To project out all the attributes in a relation, use * in the Select phrase. Example :Select * From R ; The result is the same as relation „R‟. (Thus a retrieval of a whole table is in fact a retrieval of a projection of all the attributes). Nullary relations. These are not permitted in SQL. If nothing is put between the Select and From keywords, a syntax error will be issued. SQL does not allow the specification of unwanted attributes in the Select phrase.

In practice, not being able to have nullary relations does not create much of a problem.
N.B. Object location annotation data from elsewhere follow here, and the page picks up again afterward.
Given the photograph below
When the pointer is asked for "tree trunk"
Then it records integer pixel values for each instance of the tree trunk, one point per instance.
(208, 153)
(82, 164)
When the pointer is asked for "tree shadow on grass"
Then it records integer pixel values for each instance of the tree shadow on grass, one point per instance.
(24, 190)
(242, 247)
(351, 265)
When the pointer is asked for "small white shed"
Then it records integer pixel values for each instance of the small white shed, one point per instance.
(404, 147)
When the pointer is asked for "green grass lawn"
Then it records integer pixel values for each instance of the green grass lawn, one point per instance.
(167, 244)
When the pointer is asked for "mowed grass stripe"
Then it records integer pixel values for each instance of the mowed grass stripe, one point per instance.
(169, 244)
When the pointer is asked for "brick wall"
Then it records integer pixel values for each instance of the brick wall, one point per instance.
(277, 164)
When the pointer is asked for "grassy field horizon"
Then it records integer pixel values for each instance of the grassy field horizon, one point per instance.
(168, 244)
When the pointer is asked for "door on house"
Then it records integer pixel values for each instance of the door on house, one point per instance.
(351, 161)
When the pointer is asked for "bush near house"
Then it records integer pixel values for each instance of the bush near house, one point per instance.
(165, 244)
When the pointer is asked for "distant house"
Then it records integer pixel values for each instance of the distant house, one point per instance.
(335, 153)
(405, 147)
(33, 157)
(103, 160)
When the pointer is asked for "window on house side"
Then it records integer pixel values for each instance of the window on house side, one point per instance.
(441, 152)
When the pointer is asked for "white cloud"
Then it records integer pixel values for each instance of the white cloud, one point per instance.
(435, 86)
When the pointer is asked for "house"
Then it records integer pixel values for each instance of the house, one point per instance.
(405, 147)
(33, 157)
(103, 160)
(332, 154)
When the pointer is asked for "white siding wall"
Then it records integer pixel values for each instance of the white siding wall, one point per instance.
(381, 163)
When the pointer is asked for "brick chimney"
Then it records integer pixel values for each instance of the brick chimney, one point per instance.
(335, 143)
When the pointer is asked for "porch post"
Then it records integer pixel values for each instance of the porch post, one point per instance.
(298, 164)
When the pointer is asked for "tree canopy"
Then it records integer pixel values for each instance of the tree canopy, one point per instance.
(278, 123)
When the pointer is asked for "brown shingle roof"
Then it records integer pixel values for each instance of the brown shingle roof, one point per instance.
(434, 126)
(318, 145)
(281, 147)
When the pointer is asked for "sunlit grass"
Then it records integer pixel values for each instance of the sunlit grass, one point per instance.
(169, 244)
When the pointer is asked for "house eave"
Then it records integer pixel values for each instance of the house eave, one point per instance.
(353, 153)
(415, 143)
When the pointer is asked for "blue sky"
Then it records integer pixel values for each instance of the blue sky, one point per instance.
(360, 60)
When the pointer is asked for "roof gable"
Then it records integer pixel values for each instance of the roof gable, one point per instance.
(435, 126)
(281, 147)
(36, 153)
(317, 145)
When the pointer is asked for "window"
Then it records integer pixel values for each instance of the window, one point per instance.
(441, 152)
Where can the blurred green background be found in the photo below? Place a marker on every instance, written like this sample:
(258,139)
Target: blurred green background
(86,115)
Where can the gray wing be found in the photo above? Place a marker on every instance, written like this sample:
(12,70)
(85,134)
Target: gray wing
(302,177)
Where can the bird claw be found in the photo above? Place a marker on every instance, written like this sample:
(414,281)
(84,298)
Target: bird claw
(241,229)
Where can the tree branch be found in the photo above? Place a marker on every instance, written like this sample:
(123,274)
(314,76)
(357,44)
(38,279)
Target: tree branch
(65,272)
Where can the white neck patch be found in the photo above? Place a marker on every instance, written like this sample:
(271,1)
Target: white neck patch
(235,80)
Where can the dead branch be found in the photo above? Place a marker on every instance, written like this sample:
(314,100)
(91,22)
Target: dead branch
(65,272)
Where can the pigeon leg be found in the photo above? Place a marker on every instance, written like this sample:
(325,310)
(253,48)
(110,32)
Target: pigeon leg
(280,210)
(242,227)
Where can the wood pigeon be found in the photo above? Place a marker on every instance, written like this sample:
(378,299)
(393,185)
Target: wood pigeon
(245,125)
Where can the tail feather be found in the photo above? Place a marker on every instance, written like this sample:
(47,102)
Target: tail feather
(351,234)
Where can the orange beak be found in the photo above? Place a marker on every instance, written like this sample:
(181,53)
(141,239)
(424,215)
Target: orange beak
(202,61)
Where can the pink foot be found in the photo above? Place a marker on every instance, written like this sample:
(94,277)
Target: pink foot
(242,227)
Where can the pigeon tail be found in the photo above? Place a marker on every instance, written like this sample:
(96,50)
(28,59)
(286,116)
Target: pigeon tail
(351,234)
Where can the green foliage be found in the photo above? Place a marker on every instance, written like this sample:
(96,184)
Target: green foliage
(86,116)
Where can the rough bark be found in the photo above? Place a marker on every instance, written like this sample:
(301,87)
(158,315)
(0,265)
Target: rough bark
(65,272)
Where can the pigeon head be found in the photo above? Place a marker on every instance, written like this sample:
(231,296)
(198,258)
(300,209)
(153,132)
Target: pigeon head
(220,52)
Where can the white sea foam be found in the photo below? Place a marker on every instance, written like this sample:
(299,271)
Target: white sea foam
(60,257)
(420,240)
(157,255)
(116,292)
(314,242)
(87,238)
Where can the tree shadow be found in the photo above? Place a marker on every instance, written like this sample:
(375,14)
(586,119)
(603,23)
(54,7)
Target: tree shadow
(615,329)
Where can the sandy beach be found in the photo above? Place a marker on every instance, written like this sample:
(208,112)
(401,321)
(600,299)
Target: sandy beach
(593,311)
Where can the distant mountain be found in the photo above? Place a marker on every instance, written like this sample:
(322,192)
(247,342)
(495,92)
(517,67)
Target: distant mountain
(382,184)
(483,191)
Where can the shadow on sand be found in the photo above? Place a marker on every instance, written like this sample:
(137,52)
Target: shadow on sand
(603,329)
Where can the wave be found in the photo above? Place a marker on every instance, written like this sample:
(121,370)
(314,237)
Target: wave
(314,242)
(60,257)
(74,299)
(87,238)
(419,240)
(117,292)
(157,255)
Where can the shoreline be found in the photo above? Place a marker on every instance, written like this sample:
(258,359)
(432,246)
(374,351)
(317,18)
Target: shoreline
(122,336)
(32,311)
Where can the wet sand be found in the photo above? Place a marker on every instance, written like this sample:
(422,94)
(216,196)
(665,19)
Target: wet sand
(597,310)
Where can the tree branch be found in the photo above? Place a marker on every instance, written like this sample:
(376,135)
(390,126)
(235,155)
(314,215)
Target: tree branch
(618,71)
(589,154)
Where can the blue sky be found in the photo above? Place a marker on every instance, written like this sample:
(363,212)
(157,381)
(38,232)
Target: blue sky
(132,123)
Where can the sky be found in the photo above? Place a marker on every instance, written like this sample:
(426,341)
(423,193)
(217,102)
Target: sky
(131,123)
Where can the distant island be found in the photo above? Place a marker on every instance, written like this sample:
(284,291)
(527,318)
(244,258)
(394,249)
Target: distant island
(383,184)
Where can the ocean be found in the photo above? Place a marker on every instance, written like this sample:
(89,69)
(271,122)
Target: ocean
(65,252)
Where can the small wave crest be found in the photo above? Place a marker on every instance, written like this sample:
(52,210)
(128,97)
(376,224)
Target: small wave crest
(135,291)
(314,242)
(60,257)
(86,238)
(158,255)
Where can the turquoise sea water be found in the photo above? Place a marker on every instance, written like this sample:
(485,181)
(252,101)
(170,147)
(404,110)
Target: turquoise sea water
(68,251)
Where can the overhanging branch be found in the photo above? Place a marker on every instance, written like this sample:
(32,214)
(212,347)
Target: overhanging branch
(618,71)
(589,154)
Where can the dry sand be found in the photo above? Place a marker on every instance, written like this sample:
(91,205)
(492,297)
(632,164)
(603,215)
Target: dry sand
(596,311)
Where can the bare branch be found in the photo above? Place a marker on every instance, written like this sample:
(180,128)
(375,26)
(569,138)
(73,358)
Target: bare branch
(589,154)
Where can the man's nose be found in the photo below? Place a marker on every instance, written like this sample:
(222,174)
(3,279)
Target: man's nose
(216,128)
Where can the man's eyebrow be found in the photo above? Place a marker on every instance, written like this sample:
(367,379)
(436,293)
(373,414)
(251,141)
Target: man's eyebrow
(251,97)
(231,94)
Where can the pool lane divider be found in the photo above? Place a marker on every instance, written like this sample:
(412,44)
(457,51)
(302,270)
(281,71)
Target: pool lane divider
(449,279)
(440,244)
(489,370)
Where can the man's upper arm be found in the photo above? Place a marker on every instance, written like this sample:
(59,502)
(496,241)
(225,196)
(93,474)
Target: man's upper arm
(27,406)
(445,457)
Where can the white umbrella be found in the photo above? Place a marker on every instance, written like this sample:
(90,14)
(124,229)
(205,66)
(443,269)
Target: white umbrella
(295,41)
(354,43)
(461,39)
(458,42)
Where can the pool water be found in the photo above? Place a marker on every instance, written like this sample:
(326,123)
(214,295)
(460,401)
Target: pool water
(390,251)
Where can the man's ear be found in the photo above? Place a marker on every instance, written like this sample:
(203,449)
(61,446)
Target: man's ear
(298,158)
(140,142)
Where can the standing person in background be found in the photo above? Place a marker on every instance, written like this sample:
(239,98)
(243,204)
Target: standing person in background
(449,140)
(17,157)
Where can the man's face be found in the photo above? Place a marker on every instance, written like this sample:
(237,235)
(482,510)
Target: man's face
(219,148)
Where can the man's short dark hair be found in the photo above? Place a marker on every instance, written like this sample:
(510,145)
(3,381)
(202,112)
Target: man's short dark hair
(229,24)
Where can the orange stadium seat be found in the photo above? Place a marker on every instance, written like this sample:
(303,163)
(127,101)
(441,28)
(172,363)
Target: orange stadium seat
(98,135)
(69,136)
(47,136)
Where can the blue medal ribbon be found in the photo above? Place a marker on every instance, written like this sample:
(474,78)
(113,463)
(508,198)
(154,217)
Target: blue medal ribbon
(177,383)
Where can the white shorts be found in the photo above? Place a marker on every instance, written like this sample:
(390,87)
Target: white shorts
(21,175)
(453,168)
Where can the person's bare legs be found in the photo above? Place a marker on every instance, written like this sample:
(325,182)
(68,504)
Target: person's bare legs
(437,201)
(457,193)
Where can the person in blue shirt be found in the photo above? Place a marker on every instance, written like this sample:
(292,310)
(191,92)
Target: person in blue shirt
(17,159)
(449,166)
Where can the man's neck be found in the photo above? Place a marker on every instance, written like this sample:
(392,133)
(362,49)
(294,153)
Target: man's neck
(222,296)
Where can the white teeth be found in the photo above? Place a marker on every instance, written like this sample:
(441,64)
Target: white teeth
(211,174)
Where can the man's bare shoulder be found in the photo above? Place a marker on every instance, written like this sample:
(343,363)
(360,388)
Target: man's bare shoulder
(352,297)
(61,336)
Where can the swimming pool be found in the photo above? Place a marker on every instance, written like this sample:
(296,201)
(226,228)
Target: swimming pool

However Hugh Darwen1 has pointed out the value of using nullary relations to represent true and false, as a consequence of which, there are some useful queries which could be written but are impossible in SQL. If one wants to remove 1 - 2 attributes from a relation which has many attributes, say 10 or more, having to write out all the attributes that one does want is tedious and can be error-prone.

1

Hugh Darwen, The Nullologist in Relationland in C. J. Date & Hugh Darwen, Relational Database Writings 1989 - 1991 (Addison-Wesley, 1992).